Safe passage of the netters' boats, as well as the comings and goings of Lake of the Woods hunters and anglers, and passenger- and freight-carrying watercraft, depended on buoys that marked the lake's reefs, channels and harbor entrances.

"My grandfather was a lamplighter for 50 years on Lake of the Woods and he had taken it over from a family member who was a lamplighter on the lake before him," said DeWayne Johnston of Grand Forks, N.D., the eldest of three children born to Alan and his late wife, Nadene. "My dad was the lamplighter for the entire bottom of Lake of the Woods - Rocky Point, Stony Point, Baudette, all of it. There had been lamplighters in each of those areas, but when they died or gave it up, Dad took over those areas, too."

Years ago, buoys were placed using landmarks and dead reckoning, among other methods. Today, buoys are set employing satellite positioning.

"I can remember when I was a kid, some of the buoys were so big they put them on the back of our boat with a tractor," DeWayne said. "They were held down with 2,000-pound weights that we'd place in the boat against cantilevered planks, and just roll them off."

Mike Williams was a lamplighter on Crane, Sand Point, Namakan and Kabetogama lakes - the Namakan Lake Basin- for 28 years.

"A lamplighter's work isn't dangerous on spring days that are dead calm and 70 degrees, especially if you have someone helping you," said Williams, 79. "But when I worked alone, and on fall days when the temperature was 28 degrees with 30-mile-an-hour northwest winds and snow, it was a different story."

The Coast Guard's transition in 1983 from deploying large, radar-reflective metal buoys to lighter foam buoys made a lamplighter's job easier, Williams said.
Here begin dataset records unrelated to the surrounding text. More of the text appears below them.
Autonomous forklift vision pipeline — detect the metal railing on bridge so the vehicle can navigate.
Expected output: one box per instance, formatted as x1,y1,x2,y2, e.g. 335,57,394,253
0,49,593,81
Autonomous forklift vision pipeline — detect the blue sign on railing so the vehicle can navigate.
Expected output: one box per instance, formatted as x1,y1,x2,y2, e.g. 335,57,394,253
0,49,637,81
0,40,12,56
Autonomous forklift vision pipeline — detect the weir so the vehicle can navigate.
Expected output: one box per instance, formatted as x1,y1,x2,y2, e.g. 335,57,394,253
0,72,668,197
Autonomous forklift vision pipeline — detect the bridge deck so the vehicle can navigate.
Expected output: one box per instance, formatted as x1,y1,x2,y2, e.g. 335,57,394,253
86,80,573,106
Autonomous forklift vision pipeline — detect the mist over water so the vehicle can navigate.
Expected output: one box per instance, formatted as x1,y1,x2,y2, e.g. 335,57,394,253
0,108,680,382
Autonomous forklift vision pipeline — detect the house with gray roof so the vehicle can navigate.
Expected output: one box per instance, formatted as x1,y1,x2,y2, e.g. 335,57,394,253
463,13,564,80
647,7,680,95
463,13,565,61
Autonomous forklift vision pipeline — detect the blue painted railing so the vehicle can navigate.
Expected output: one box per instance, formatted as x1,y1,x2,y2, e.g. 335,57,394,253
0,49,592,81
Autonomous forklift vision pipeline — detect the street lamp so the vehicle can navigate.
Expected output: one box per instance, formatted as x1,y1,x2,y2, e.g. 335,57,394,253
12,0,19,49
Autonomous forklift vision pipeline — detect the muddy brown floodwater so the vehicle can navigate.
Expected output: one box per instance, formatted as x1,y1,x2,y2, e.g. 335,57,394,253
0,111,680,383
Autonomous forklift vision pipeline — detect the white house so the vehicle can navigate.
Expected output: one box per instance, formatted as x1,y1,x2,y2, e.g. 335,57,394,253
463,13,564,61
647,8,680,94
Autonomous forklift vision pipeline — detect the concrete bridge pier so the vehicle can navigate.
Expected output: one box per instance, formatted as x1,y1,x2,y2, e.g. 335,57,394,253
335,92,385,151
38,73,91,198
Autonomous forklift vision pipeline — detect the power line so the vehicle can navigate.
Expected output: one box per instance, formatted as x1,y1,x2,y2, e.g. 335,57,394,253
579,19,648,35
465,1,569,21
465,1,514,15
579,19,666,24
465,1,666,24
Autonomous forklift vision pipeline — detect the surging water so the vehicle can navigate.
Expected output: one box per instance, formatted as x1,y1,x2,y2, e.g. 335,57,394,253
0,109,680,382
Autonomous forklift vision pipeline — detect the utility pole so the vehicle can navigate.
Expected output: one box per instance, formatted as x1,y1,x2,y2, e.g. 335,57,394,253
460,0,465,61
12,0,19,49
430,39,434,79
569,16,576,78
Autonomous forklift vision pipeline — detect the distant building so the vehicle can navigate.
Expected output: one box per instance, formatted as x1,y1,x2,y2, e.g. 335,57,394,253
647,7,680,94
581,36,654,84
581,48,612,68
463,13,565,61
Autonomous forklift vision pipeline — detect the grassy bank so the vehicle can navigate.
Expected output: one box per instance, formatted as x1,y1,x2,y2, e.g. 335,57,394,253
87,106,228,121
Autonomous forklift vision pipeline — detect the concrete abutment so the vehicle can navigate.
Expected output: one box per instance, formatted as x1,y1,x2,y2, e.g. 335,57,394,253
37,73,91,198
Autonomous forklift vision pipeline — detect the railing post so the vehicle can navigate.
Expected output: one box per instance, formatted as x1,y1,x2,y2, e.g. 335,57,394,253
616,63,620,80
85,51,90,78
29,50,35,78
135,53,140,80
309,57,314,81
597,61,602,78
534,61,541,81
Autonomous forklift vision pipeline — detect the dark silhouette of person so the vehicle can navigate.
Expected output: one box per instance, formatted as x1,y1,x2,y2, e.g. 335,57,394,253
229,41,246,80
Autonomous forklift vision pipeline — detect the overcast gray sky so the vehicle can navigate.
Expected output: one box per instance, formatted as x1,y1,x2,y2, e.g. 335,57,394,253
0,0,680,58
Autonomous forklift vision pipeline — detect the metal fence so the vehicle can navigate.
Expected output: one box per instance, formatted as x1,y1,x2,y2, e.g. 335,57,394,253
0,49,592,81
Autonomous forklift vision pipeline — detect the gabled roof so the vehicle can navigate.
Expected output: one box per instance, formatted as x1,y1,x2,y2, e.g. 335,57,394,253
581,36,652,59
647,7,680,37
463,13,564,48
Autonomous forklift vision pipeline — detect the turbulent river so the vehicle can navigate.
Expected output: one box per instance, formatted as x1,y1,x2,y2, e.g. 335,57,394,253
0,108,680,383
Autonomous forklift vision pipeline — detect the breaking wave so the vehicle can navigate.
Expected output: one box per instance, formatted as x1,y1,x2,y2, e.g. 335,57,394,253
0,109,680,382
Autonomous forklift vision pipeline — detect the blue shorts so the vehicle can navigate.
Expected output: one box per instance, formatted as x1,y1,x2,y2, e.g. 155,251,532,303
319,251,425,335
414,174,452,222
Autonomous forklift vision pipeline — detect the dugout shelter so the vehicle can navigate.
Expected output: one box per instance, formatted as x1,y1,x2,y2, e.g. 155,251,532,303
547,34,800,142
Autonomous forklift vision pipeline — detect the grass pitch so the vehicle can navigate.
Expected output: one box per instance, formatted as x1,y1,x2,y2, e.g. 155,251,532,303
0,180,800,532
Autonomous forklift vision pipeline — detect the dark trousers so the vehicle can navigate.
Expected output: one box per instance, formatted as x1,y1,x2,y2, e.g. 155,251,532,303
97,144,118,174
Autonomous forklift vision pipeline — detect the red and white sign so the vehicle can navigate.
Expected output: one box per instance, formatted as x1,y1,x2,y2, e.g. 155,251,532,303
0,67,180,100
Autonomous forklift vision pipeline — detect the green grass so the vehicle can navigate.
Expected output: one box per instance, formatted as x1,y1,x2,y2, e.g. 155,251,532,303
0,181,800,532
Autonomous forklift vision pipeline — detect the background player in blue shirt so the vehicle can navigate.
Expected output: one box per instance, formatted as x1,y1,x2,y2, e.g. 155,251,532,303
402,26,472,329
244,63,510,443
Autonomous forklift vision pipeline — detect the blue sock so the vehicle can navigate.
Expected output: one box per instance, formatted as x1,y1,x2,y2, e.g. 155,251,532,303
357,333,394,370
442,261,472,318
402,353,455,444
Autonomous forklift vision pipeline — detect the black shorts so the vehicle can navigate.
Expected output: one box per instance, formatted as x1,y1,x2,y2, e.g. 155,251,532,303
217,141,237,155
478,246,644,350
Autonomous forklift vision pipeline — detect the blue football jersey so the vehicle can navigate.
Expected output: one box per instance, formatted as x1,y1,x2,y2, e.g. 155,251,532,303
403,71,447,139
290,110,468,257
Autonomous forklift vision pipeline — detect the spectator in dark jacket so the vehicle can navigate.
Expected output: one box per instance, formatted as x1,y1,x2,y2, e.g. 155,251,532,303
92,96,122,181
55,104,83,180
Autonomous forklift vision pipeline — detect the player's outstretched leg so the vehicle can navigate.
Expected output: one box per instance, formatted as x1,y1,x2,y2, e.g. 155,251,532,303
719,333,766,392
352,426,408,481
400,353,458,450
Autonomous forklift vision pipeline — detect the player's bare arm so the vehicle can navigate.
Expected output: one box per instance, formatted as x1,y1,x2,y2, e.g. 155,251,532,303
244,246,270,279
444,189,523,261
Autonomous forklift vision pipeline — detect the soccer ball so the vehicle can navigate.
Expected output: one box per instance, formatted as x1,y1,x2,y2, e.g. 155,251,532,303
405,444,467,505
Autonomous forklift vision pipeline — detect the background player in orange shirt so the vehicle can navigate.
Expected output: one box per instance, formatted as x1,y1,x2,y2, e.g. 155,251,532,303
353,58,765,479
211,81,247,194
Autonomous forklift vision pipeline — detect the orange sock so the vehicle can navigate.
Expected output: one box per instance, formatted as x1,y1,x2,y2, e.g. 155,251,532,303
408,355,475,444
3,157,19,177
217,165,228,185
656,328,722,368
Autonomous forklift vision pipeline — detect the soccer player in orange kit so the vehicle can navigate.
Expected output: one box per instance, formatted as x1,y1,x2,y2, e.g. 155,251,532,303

Buoys' kerosene lights by then had been replaced with battery-operated lights that switched bulbs automatically when one died. Today's illuminated buoys feature solar-powered LED lights.

Buoys that aren't lighted signal obstacle locations and harbor entrances using colors and shapes.

Buoy placement is valuable even to boaters guided by GPS.

On numerous occasions, for example, when my two sons, then young, and I arrived at Lake of the Woods late in the day, we'd run 25 miles or more on the water in the dark. Using a powerful spotlight, we could pinpoint at significant distances the placement of reflective buoys whose locations also were marked on our GPS, confirming our route.

Piloting a 24-foot Penn Yan boat powered by a Honda outboard, Johnston was responsible for placing and maintaining about 30 buoys, perhaps nine of which are lighted.

He often left Warroad accompanied by a friend or relative. But not always.

"Dad had been a lamplighter for many years, and he knew what he was doing," his son said. "At any time, he would do anything he needed to do, alone."

It was ironic, perhaps, that after a lifetime of criss-crossing Lake of the Woods, Johnston died so close to home.

His drifting boat was found in the Warroad harbor.

Unknown is whether he suffered a heart attack or other health emergency and fell overboard. Or perhaps his outboard propeller had become fouled and he misstepped while attempting to clean it.

While the Coast Guard investigates, buoy setting on Lake of the Woods continues.

On Thursday, May 28, the nation's two remaining lamplighters, Tyson Whitbeck of Rainy Lake and Tom Dougherty of the Namakan Lake Basin were on Lake of the Woods, near the Northwest Angle, setting the last few buoys their colleague didn't get to this spring.

JJ the Golden Retriever, meanwhile, has relocated to Duluth, where he lives with Johnston's daughter, Stacy.